Im Rahmen der Gedenkwochen finden mehrere Veranstaltungen statt. So wird am Dienstag, dem 12. August, in Berlin-Spandau an der Heerstraße Ecke Bergstraße eine Gedenkveranstaltung stattfinden, bei der auch der Potsdamer Baubeigeordnete Bernd Rubelt anwesend sein wird. Dies ist nur ein Teil des umfangreichen Programms, das am Mittwoch, dem 13. August, mit einer Gedenkfeier am Mauerdenkmal Griebnitzsee um 13 Uhr seinen Höhepunkt erreicht. Organisiert wird diese von dem Forum zur kritischen Auseinandersetzung mit DDR-Geschichte im Land Brandenburg, und als Sprecher werden Silvana Hilliger und Manfred Kruczek auftreten, wie Tagesspiegel informiert.

Der pompöse Gedenktag endet um 14 Uhr an der Glienicker Brücke, an welchem auch Hagen Wegewitz, Vorsitzender der Stadtverordnetenversammlung, und Torsten Wiegel, Kulturbeigeordneter, teilnehmen werden. Zudem wird am Abend ein gemeinsames Gedenken zum Mauerbau in Dallgow-Döberitz abgehalten. Potsdams Bürgermeister Burkhard Exner wird ebenfalls an dieser Veranstaltung teilnehmen, die seit 2014 eine ständige Erinnerung an die Teilung und deren Konsequenzen bietet.

Der Bau der Mauer

Der Bau der Mauer selbst war nicht nur eine Entscheidung der DDR-Führung, sondern wurde in enger Abstimmung mit der Sowjetunion getroffen. Ulbricht hatte jahrelang auf eine Schließung der Grenze gedrängt, und die Entscheidung wurde letztlich in Moskau, aber auf seinen ausdrücklichen Wunsch hin, genehmigt. Historiker argumentieren, dass Ulbrichts Forderungen und der wirtschaftliche Druck auf die DDR die entscheidenden Faktoren hierfür waren, so die Analyse auf bpb.

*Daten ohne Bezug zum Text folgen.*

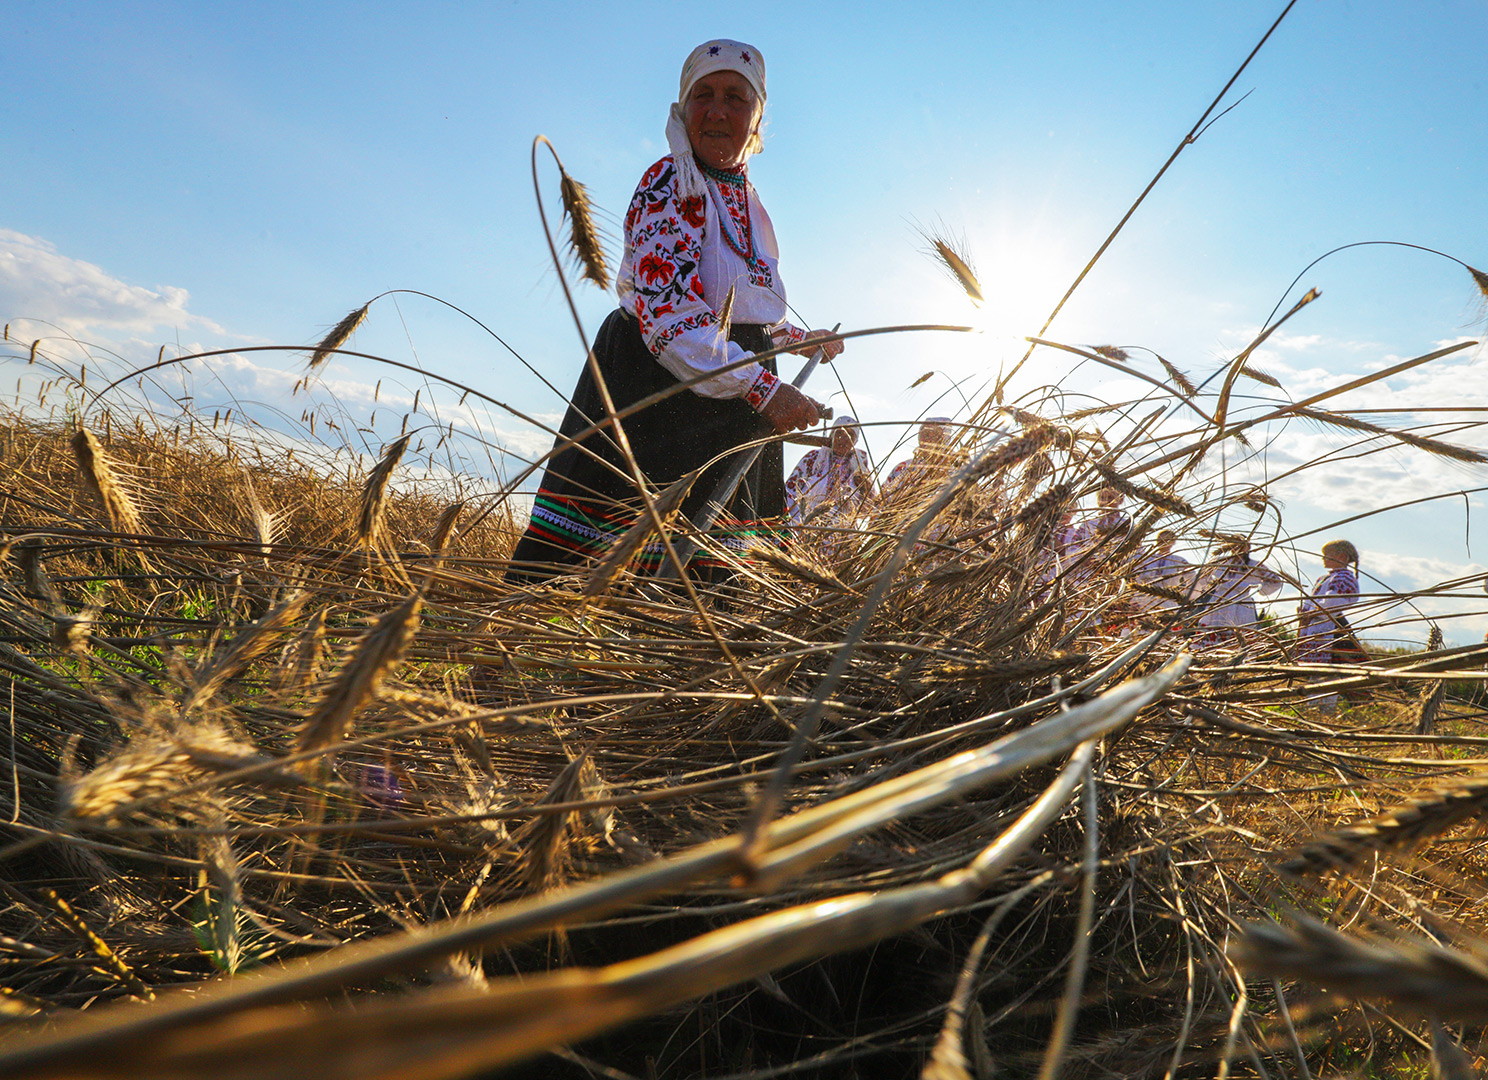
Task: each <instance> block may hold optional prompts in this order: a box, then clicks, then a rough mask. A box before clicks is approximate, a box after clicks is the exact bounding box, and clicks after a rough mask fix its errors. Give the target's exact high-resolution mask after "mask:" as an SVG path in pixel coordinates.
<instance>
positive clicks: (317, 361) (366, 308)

Die Mauer wurde schnell zu einem Symbol für die Trennung zwischen Ost und West und für die Tyrannei des kommunistischen Regimes. Hunderte Menschen verloren beim Versuch, die Mauer zu überwinden, ihr Leben. Diese traurigen und schmerzhaften Erinnerungen stehen im Mittelpunkt der aktuellen Gedenkveranstaltungen und sind ein eindringlicher Aufruf, die Geschichte nicht zu vergessen und aus ihr zu lernen.